Oh you guys, I’m so sorry. I feel like I’ve been depriving you of this. I was planning to share this before the holiday, but of course we had about five life detours the week of.
I’m not going to lie, this was an incredibly hard and emotional Christmas. It’s hard not to think what this holiday would have looked like. My dad’s family would have been celebrating here with us this year. Christmas Eve, Mom and dad would be doing a whole serf and turf dinner. Grandma would have her cranberries and helping mom with a salad. After dinner, we’d watch Christmas Vacation while we nibbled on all grandma’s treats. Before it was too late, my dad would sneak off to wrap last minute presents and mom would stuff our stockings. The next morning the excitement and anticipation was enough to fill 10 coffee cups. Dad would put on the Santa hat and pass out presents. The big gifts were from Santa, didn’t matter how old we were. The energy in the room was always full of love, light and such gratitude.
It was my absolute favorite.
Our reality of any of that happening was far fetched and because of that, we debated canceling Christmas. We didn’t, of course. It was important that we make it special for mom.
Leading up to Christmas, my mom’s helper came and put all the Christmas decorations up, her handyman dropped off a tree (AND decorated it), a few people left food and one person even offered to put together and drop off stockings for everyone. I tell you, it’s amazing all the love that surrounds this home.
To keep tradition, dad made his dad’s sheep dip (I still don’t know why the name, but it’s the best!) and I made his mom’s nibbling chex mix. I actually made two batches – one for here and the other for my in-laws.
This is a really special recipe (created by a very special person). Ever since I can remember, my grandma would bring an old tin full of her chex mix and a few other tins with her cookies every Christmas. It was always the same mix and cookies every year, and every year we’d with the biggest smiles plastered on our faces. It would be gone before the week ended.
Several years ago, I had my grandma show me her secrets with this mix. As we stood in my parent’s kitchen, my grandma was holding out a measuring spoon over the pan and the Worcestershire would just overflow. After she measured one spice, she’d put down the spoon and continue to add more. There was no measuring, but eyeballing. I started making this on my own when Ben and I couldn’t make it up for Christmas. I would always make a big batch and it would always bring me comfort. I’ve now done it enough with proper measurements that I can share the actual recipe.
Okay, so what makes this different from most chex mix is… curry powder. Yep. That and a bunch of love makes this mix the best.

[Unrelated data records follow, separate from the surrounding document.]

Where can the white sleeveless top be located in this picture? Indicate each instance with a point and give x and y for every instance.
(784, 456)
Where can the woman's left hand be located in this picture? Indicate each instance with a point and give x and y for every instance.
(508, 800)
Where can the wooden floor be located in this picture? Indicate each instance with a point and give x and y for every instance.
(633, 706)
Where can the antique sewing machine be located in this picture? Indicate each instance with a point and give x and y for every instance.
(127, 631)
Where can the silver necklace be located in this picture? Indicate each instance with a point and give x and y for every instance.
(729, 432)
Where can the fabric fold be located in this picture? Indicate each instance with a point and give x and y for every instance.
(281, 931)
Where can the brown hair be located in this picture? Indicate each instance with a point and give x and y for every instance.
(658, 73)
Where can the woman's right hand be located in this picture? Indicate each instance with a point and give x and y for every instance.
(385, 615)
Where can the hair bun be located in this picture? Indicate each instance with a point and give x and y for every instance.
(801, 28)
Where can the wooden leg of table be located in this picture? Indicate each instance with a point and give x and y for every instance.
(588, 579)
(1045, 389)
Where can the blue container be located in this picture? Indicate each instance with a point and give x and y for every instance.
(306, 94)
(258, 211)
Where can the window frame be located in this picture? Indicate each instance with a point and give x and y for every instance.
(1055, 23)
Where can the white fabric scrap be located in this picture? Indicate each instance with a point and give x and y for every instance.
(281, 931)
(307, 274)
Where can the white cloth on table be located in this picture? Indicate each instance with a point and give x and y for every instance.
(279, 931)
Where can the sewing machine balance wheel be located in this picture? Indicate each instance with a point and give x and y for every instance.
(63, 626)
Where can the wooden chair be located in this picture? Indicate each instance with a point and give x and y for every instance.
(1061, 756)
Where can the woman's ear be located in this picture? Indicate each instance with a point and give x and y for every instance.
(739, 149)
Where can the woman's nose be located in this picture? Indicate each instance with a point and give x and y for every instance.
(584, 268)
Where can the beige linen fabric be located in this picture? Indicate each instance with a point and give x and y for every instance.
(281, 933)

And I’m sorry I’m not giving you a healthy new years recipe or resolutions. This is in fact the opposite. Lots of BUTTER.

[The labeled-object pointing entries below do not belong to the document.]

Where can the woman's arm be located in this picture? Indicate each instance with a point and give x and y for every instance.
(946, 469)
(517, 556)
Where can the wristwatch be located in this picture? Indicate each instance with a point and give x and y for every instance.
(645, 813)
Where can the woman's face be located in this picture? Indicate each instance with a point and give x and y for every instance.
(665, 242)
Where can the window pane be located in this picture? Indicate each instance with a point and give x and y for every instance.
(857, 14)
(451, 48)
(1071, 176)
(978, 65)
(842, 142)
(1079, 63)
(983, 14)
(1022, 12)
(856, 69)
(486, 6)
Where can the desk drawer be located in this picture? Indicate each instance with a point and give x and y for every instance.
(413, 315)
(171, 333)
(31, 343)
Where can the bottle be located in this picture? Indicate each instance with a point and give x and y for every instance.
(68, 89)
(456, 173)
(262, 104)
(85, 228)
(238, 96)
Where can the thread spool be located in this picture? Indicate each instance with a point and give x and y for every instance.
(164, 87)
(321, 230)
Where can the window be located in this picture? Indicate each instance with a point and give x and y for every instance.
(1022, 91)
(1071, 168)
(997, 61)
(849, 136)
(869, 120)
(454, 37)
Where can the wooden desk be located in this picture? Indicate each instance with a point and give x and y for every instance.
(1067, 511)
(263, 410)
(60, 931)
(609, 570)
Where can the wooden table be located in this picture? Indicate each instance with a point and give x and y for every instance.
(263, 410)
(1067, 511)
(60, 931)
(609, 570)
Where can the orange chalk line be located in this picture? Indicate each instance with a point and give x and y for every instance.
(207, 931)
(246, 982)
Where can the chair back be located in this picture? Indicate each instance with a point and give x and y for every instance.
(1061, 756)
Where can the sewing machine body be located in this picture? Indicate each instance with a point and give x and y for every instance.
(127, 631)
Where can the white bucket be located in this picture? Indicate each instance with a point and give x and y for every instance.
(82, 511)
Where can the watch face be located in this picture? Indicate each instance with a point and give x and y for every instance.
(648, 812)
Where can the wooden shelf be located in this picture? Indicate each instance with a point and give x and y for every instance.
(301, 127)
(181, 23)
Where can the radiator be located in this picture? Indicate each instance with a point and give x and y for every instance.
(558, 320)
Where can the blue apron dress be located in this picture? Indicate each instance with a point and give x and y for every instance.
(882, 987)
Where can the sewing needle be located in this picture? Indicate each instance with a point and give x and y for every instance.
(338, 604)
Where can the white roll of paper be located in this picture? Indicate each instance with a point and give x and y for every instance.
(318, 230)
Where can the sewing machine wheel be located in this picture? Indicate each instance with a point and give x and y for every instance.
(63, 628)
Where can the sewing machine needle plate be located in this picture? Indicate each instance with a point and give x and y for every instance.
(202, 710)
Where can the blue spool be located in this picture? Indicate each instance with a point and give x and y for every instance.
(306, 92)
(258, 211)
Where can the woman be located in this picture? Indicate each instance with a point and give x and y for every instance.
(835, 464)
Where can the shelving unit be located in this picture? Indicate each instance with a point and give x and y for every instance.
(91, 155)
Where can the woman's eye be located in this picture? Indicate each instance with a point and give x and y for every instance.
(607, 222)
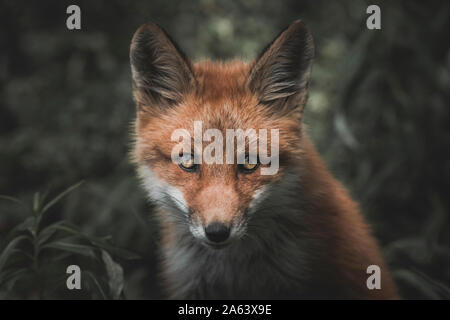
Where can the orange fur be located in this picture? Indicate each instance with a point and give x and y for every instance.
(323, 220)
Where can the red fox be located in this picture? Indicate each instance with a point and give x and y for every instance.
(229, 231)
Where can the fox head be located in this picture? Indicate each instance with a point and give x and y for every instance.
(214, 202)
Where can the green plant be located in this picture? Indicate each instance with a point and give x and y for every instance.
(37, 253)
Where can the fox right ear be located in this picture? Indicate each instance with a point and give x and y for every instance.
(161, 73)
(280, 75)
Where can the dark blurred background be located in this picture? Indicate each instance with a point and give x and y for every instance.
(378, 112)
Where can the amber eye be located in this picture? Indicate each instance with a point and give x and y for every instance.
(247, 166)
(187, 163)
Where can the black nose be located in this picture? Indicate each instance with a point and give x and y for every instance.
(217, 232)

I’m going into 2014 with family traditions, compassion and a hell of a lot of hope.
Happy New Year!
Grandma Toy’s “Nibbling Chex Mix”, Gluten-Free
If you’re not gluten-free, you can use all regular ingredients. Grandma’s traditional mix includes a box of wheat chex cereal.
Makes 10-12 cups
- 1 package Gluten-free Corn Chex (sometimes I’ll double. Our family loves the corn chex the most)
- 1 package Gluten-free Rice Chex
- 1 package long Gluten-free pretzels (Glutino)
- 1 package Gluten-free Cheerios (Nature’s Path GF O’s)
- 1 jar dry roasted peanuts
- 1 pound salted butter
- 4 tablespoons Gluten-free Worcestershire sauce
- 3 heaping teaspoons Curry powder
- 2 ½ teaspoons Chili powder
- 2 ½ teaspoons garlic salt
- ½ teaspoon Tabasco – add more if you like it spicy
*Need 2 large roasting pans or disposable foil pans from the grocery store (1 CT.)
Preheat oven to 200 degrees F.
Mix together corn chex, rice chex, pretzels, cheerios, and peanuts large roasting pan. Note: I’ll divide the cereal mix between two large pans so it’s not overflowing.
In a small pot, over medium/low heat, mix together the butter, Worcestershire sauce, curry, chili powder, garlic salt and Tabasco.
Using a ladle, pour the warm mixture a little at a time (stirring in between) slowly over cereal mix. Go back and forth between the two pans. Make sure to stir and scrape the sides so you don’t miss any of the sauce.
Bake for 2 to 3 hours, stirring every 30 minutes. Remove when it begins to golden slightly. … To brown the top a little more, increase the heat 250 degrees F and cook for the last 30 minutes. It will crisp up after it sits
Note: I used both our upper and lower oven, one pan in each. If you have multiple tins or just one oven, do one at a time or your cooking time may double)
Store in airtight container – good for about 3-4 weeks.